Astaroth infostealer just got better! It upgraded its obfuscation and anti-analysis tactics. These tactics ensure that the infostealer evades detection. According to researchers, this malware is “painful to analyze”.
What is happening
Astaroth was discovered to be the main component of a spear-phishing campaign, targeting Brazilians, over the last nine months. The infostealer has been found to be modified and updated at an alarming rate. The malware evades detection by implementing a complicated labyrinth of anti-sandbox and anti-analysis checks.
The wider view
Astaroth is spreading to Brazilian users via thousands of phishing emails, all written in Portuguese. The lures include emails pretending to be from the Ministry of Health for Brazil for the COVID-19 pandemic or the status of the victims’ Cadastro de Pessoas Fisicas.
During the download, the malware performs several checks to identify if the execution is in an analysis or virtual environment.

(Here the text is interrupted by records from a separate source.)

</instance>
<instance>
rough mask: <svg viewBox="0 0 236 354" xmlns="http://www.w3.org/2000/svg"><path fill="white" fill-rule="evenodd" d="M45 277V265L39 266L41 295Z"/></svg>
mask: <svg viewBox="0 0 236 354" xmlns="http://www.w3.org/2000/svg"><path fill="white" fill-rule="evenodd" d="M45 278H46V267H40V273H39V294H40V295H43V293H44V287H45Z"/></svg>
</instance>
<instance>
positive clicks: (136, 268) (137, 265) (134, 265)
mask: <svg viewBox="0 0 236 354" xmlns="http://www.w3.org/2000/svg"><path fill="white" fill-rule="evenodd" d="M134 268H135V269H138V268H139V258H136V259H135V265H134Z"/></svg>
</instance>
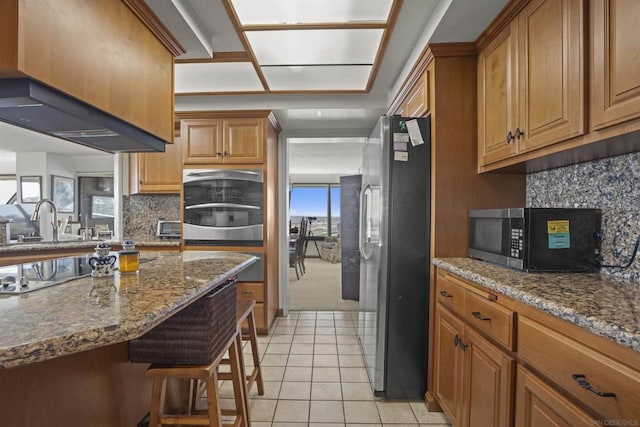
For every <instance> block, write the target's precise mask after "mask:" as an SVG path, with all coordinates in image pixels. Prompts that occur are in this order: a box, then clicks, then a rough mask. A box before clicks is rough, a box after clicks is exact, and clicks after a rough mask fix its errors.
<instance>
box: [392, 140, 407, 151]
mask: <svg viewBox="0 0 640 427" xmlns="http://www.w3.org/2000/svg"><path fill="white" fill-rule="evenodd" d="M408 149H409V143H408V142H394V143H393V151H408Z"/></svg>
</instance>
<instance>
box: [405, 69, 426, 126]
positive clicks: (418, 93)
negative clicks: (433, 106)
mask: <svg viewBox="0 0 640 427" xmlns="http://www.w3.org/2000/svg"><path fill="white" fill-rule="evenodd" d="M429 74H430V70H429V69H427V70H425V71H424V73H423V74H422V75H421V76H420V78H419V79H418V81H416V83H415V84H414V85H413V87H412V88H411V91H410V92H409V94H408V95H407V99H406V100H405V102H404V103H403V108H402V114H403V115H405V117H424V115H425V114H427V112H428V111H429Z"/></svg>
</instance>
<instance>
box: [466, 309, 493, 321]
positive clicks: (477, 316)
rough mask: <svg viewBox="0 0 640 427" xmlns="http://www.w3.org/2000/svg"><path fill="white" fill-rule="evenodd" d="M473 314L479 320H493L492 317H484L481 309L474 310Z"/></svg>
mask: <svg viewBox="0 0 640 427" xmlns="http://www.w3.org/2000/svg"><path fill="white" fill-rule="evenodd" d="M471 315H472V316H473V317H475V318H476V319H478V320H491V318H490V317H482V314H480V312H479V311H473V312H471Z"/></svg>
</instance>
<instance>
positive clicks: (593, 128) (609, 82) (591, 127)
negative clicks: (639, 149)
mask: <svg viewBox="0 0 640 427" xmlns="http://www.w3.org/2000/svg"><path fill="white" fill-rule="evenodd" d="M590 4H591V34H592V51H591V129H592V130H599V129H602V128H605V127H607V126H612V125H615V124H617V123H621V122H624V121H627V120H631V119H634V118H637V117H640V37H638V20H639V19H640V2H638V1H631V0H627V1H611V0H594V1H591V2H590Z"/></svg>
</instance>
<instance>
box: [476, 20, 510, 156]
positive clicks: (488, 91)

YouTube channels have been established by the attackers and the channel descriptions are being used to communicate a list of C&C servers.
What the experts are saying
Researchers have stated that the malware is evasive by nature and its creators have gone the whole nine yards to ensure its success.
According to a report by Cybereason, the malware disguises itself as GIF, JPEG, and other extension-less files to evade detection.
The attack chain is made stealthier through abusing Alternate Data Streams and a legitimate process - ExtExport.exe.
The Astaroth Trojan spam campaign is used to steal passwords and personal credentials from Brazilian users. Currently, it only actively exists in Brazil, and unleashing it on a global scale would wreak irreparable damage. Astaroth always stays ahead of its competitors by changing infrastructure at periodic intervals.